When you have bulimia, you may need several types of treatment, although combining psychotherapy with antidepressants may be the most effective for overcoming the disorder.

Treatment generally involves a team approach that includes you, your family, your primary care doctor or other health care provider, as well as a mental health provider and a dietitian experienced in treating eating disorders. You may have a case manager to coordinate your care.
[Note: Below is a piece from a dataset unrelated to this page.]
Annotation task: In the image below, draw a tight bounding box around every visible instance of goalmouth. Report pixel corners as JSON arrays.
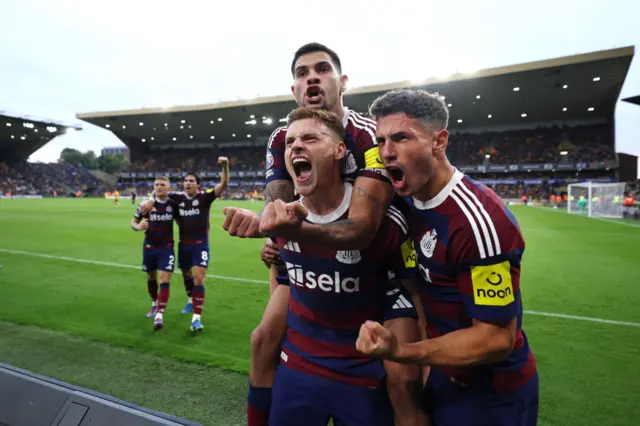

Here's a look at bulimia treatment options and considerations.

Psychotherapy

Psychotherapy, also known as talk therapy or psychological counseling, involves discussing your bulimia and related issues with a mental health provider. Evidence indicates that these types of psychotherapy help improve symptoms of bulimia:

  • Cognitive behavioral therapy to help you identify unhealthy, negative beliefs and behaviors and replace them with healthy, positive ones
  • Family-based therapy to help parents intervene to stop their teenager's unhealthy eating behaviors, then to help the teen regain control over his or her own eating, and lastly to help the family deal with problems that bulimia can have on the teen's development and the family
  • Interpersonal psychotherapy, which addresses difficulties in your close relationships, helping to improve your communication and problem-solving skills

Ask your mental health provider which psychotherapy he or she will use and what evidence exists that shows it's beneficial in treating bulimia.

Medications

Antidepressants may help reduce the symptoms of bulimia when used along with psychotherapy. The only antidepressant specifically approved by the Food and Drug Administration to treat bulimia is fluoxetine (Prozac), a type of selective serotonin reuptake inhibitor (SSRI), which may help even if you're not depressed.

Nutrition education and healthy weight

Dietitians and other health care providers can design an eating plan to help you achieve a healthy weight, normal eating habits and good nutrition. If you have bulimia, you may benefit from a medically supervised weight-loss program.

Hospitalization

Bulimia can usually be treated outside of the hospital. But if you have a severe form and serious health complications, you may need treatment in a hospital. Some eating disorder programs may offer day treatment rather than inpatient hospitalization.

Treatment challenges in bulimia

Although most people with bulimia do recover, some find that symptoms don't go away entirely. Periods of bingeing and purging may come and go through the years, depending on your life circumstances, such as recurrence during times of high stress.

If you find yourself back in the binge-purge cycle, "booster" sessions with your health care providers may help you weather the crisis before your eating disorder spirals out of control again. Learning positive ways to cope, creating healthy relationships and managing stress can help prevent a relapse.

Alternative medicine

Dietary supplements and herbal products designed to suppress the appetite or aid in weight loss may be abused by people with eating disorders. Weight-loss supplements or herbs can have serious side effects and dangerously interact with other medications. If you use dietary supplements or herbs, discuss the potential risks with your doctor.